EL CONSUELO
Sólo Dios tiene una mano grande y un inmenso brazo para que pueda llegar a todos su consuelo. ¡Consolad, consolad a mi pueblo!, dice el Señor desde Isaías... y resulta inevitable que hoy llevemos esa consolación a los ancianos, a los sin trabajo, a los desalojados, a los enfermos... porque hoy es más grande la herida y a todos nos salpica el dolor y la sangre.
No nos descorazonan en esta liturgia los profetas señalando pecados, ofreciendo amenazas. Hoy alarga Isaías su bondad para que sintamos el abrazo indispensable del Padre que nos consuela ante las pobrezas que nacen de las injusticias, ante la impotencia de superar las equivocaciones, ante la yerma desesperación de los que no encuentran horizonte.
¡Consolad, consolad a mi pueblo!... y, escuchándolo, se nos achican las piedras y las sombras, se alcanza a ver la nube después de la sequía y se nos anticipa la condición de hijos, porque el consuelo es una caricia, un precio que se paga por la desventura, una sabiduría que sale por fin de su escondite.

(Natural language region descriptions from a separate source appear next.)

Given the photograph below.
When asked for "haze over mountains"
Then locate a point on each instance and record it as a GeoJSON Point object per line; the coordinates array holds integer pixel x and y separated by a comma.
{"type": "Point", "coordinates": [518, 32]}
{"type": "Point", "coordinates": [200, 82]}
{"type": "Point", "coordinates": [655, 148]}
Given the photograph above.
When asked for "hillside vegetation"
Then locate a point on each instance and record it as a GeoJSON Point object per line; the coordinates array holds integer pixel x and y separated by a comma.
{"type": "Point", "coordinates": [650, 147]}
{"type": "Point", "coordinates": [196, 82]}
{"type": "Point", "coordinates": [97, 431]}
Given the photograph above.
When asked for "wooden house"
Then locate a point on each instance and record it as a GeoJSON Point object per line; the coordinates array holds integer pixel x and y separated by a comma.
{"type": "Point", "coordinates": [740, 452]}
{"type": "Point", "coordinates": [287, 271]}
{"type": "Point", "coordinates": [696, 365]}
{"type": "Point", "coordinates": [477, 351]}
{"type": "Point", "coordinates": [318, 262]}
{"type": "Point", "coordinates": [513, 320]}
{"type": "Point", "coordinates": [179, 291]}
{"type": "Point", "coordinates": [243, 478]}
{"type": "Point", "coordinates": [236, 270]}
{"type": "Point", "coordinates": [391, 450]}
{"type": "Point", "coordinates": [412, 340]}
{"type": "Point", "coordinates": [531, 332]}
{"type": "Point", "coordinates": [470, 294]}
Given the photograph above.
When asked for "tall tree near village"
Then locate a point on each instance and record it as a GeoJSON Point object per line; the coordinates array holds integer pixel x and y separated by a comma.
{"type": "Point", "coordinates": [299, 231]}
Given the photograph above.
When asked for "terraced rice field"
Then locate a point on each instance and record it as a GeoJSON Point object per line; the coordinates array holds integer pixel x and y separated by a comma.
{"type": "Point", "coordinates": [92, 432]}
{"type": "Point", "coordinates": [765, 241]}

No existe camino torcido que no pueda enderezarse, ni corazón que toda la vida sea una piedra, ni labios que nunca hayan besado, ni nudos que no puedan desatarse... cuando Dios consuela se pone en movimiento la maquinaria de la vida y aparecen estrellas y rosas donde más arena había, donde nos había rendido la tristeza... El que viene detrás de Juan, no sólo perdona los pecados, sino que nos consuela por haberlos sufrido.
... Y María Santísima, en diciembre, nos abre los ojos de su dicha para que ni siquiera sean precisas las palabras.